Source code for immuneML.api.galaxy.GalaxySimulationTool

import logging
from pathlib import Path

import yaml

from immuneML.IO.dataset_export.AIRRExporter import AIRRExporter
from immuneML.api.galaxy.GalaxyTool import GalaxyTool
from immuneML.api.galaxy.Util import Util
from immuneML.app.ImmuneMLApp import ImmuneMLApp
from immuneML.util.PathBuilder import PathBuilder



[docs]
class GalaxySimulationTool(GalaxyTool):

    """
    GalaxySimulationTool is an alternative to running immuneML with the simulation instruction directly. It accepts a YAML specification file and a
    path to the output directory. It implants the signals in the dataset that was provided either as an existing dataset with a set of files or in
    the random dataset as described in the specification file.

    This tool is meant to be used as an endpoint for Galaxy tool that will create a Galaxy collection out of a dataset in immuneML format that can
    be readily used by other immuneML-based Galaxy tools.

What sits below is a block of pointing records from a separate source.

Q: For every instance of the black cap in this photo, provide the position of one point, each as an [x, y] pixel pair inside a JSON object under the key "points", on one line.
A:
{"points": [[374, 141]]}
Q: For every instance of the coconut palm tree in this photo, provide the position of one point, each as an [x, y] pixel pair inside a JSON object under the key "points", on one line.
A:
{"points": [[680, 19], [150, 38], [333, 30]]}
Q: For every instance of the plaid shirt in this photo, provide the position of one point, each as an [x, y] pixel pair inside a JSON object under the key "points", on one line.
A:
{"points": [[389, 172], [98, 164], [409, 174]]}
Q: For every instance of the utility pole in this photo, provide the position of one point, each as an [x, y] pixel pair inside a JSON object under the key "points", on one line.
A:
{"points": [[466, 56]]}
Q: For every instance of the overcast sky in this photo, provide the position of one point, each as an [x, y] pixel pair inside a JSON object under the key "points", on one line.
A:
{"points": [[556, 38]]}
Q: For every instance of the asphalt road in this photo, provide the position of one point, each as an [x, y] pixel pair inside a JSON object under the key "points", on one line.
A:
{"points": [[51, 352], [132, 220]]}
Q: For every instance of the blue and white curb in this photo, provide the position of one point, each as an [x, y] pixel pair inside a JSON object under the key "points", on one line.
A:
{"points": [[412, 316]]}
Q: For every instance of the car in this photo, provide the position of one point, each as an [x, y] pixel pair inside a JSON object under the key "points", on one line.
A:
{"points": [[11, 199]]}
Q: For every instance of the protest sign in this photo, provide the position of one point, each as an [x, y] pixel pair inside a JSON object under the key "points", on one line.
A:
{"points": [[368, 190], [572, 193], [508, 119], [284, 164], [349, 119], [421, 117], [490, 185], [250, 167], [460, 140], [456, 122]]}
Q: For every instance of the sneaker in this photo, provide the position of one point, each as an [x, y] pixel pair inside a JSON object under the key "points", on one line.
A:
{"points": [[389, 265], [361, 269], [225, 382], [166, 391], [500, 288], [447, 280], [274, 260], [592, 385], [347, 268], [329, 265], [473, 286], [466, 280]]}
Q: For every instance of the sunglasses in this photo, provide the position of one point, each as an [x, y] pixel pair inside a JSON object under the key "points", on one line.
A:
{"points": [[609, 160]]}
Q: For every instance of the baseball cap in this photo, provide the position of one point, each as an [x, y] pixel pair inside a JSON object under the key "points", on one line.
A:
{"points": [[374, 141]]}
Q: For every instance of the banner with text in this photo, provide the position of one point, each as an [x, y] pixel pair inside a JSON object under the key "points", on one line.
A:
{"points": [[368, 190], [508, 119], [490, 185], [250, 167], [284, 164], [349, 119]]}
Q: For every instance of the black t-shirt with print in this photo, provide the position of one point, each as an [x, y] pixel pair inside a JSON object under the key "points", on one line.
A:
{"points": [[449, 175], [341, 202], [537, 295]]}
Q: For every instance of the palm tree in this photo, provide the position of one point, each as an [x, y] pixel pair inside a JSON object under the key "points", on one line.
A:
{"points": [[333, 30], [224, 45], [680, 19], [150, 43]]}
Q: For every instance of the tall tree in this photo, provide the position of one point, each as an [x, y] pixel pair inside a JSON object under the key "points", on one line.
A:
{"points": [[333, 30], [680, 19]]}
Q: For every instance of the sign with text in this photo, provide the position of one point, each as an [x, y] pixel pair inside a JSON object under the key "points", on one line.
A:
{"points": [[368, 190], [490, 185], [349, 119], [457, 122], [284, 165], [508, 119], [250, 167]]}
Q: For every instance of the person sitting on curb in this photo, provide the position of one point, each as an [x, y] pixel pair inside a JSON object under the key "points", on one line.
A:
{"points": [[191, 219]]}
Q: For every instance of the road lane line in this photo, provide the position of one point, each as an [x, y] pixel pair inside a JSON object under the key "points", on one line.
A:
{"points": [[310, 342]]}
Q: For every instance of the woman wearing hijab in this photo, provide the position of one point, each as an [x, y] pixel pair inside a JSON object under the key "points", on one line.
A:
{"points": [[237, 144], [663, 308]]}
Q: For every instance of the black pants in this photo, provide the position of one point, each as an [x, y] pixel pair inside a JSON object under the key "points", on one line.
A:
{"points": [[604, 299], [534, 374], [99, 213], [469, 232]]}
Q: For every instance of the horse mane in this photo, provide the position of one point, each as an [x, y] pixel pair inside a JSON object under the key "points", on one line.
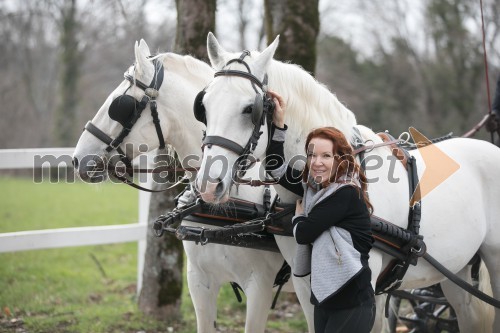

    The specification supplied for this tool is identical to immuneML specification, except that it can include only one instruction which has to
    be of type 'Simulation':

    .. code-block: yaml

        definitions:
          motifs:
            motif1:
              seed: AA
            motif2:
              seed: GG
          signals:
            signal1:
              motifs: [motif1]
            signal2:
              motifs: [motif2]
          simulations:
            sim1:
              is_repertoire: true
              paired: false
              sequence_type: amino_acid
              simulation_strategy: Implanting
              remove_seqs_with_signals: true # remove signal-specific AIRs from the background
              sim_items:
                sim_item: # group of AIRs with the same parameters
                  AIRR1:
                    immune_events:
                      ievent1: True
                      ievent1: False
                    signals: [signal1: 0.3, signal2: 0.3]
                    number_of_examples: 10
                    is_noise: False
                    receptors_in_repertoire_count: 6,
                    generative_model:
                      chain: heavy
                      default_model_name: humanIGH
                      model_path: null
                      type: OLGA
                  AIRR2:
                    immune_events:
                      ievent1: False
                      ievent1: True
                    signals: [signal1: 0.5, signal2: 0.5]
                    number_of_examples: 10
                    is_noise: False
                    receptors_in_repertoire_count: 6,
                    generative_model:
                      chain: heavy
                      default_model_name: humanIGH
                      model_path: null
                      type: OLGA
          instructions:
            my_sim_inst:
              export_p_gens: false
              max_iterations: 100
              number_of_processes: 4
              sequence_batch_size: 1000
              simulation: sim1
              type: LigoSim

    """

    def __init__(self, specification_path: Path, result_path: Path, **kwargs):
        Util.check_parameters(specification_path, result_path, kwargs, GalaxySimulationTool.__name__)
        super().__init__(specification_path, result_path, **kwargs)

    def _run(self):
        PathBuilder.build(self.result_path)
        specs = self._prepare_specs()

        Util.check_instruction_type(specs, 'GalaxySimulationTool', "LigoSim")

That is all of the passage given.